Additionally, cybercriminals often employ supply chain attacks to manipulate a company’s manufacturing processes through interference with both hardware and software. Malicious software may be inserted at any point in the supply chain, potentially leading to disruptions or outages in the organisation’s services because of a cyberattack.

Clorox breach cost $356 million

One such example in 2023 is major American goods manufacturer Clorox, which suffered significant disruption because of a ransomware attack. According to an SEC filing by Clorox, the attack took many of its automated systems offline, including those by which large retailers such as Walmart and Target order products. This highlights how the breach of one organisation can disrupt an entire supply chain.

While Clorox never confirmed if the attack was ransomware, the fallout, particularly the operational downtime, is consistent with other ransomware attacks. The breach also cost Clorox $356 million due to a 20% decline in sales based on lower production volumes due to the attack. This is in addition to a steep drop in stock price and the $25 million Clorox spent securing their systems post-breach.

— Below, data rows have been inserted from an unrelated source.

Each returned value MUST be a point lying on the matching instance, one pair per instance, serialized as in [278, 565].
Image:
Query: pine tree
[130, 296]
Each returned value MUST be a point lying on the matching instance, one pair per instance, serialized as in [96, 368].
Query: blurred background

And it is not just ransomware that manufacturers need to defend against. Extensive phishing campaigns enable their perpetrators to gather various forms of sensitive information, including but not limited to bank account details, social security numbers, and credit/debit card information. Alternatively, they may coerce the victim into paying directly into the attacker’s bank account. Moreover, phishing activities can be motivated by other objectives, such as acquiring sensitive data to tarnish the reputation of the targeted entity or disseminating malicious software to wreak havoc on the company’s physical assets and equipment.

Given the rise of targeted cyberattacks in manufacturing, resilience against threats must be a top priority. Therefore, continuous monitoring and threat intelligence is vital to protect against these ongoing and emerging threats.

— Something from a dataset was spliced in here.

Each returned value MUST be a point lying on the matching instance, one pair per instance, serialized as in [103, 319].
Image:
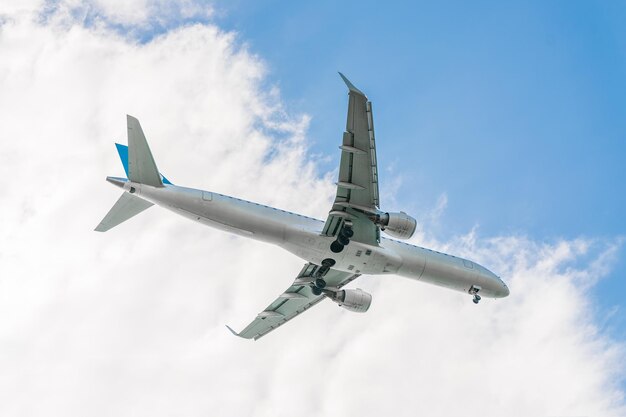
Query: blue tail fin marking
[122, 150]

How a data-driven threat intelligence platform can help

To do this, manufacturers should take a data-driven approach to threat intelligence. This is where we can help. Serving as the hub of intelligence operations for many industries, our ThreatQ Platform aggregates and combines unstructured and structured data from any source, internal and external. There’s no need to alter existing security infrastructure or workflows; all tools and technologies work seamlessly with our open architecture. Likewise, our no code / low code automation eliminates repetitive, time-consuming tasks so security analysts can focus on high-priority and strategic work. Our platform also provides flexibility to share curated threat intelligence, advisories and reports with various internal and external stakeholders, including other organisations in the manufacturer’s supply chain. This contributes to hardening the supply chain against attacks.

Ultimately, we’re helping manufacturing organisations build robust data-driven threat intelligence programmes that safeguard their operations, intellectual property, and compliance standing while ensuring continuous and secure production environments.  As manufacturers look to take advantage of AI and Industry 4.0, and as they automate more of their environment, they need to ensure that they have robust security measures to prevent them from becoming the latest ransomware victim.

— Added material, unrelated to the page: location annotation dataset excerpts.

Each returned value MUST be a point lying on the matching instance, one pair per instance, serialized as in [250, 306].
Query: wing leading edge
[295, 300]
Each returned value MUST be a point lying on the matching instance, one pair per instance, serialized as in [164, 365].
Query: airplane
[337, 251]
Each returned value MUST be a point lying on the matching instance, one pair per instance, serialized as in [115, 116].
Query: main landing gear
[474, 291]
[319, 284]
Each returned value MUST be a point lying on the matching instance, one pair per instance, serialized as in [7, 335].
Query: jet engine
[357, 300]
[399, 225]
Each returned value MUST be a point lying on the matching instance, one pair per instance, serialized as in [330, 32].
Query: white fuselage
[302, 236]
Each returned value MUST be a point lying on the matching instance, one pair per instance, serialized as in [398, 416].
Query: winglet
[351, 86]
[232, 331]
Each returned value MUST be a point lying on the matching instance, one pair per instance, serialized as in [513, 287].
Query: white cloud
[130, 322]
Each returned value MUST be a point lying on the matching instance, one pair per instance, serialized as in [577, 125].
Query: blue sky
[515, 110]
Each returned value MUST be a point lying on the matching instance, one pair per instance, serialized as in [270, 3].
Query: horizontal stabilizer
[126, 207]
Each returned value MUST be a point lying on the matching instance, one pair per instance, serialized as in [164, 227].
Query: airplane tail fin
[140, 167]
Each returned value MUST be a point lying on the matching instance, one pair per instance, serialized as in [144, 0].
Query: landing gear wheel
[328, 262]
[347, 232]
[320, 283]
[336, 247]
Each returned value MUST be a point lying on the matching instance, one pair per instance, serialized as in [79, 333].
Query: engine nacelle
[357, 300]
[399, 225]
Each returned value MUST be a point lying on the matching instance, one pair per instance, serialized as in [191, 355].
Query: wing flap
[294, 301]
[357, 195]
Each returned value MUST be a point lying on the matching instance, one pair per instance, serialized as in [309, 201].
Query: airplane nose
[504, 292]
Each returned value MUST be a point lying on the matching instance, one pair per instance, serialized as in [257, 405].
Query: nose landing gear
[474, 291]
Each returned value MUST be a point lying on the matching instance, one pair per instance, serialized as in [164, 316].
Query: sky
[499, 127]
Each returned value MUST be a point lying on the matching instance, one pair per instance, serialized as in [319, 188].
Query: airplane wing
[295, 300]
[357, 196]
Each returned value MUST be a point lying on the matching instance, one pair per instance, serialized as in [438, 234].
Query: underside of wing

Chris Jacob, Vice President, Threat Intelligence Engineering, ThreatQuotient.

As VP of Threat Intelligence Engineering, Chris Jacob leads a global team of engineers in working with prospects and customers to assess their current approach to intelligence, understand their needs, and provide them with a product driven solution. Chris has over 15 years of experience in information security, beginning with serving as battalion information systems coordinator during his time in the Marine Corps, and includes leadership positions at Sourcefire, Fidelis Cybersecurity, and Webroot.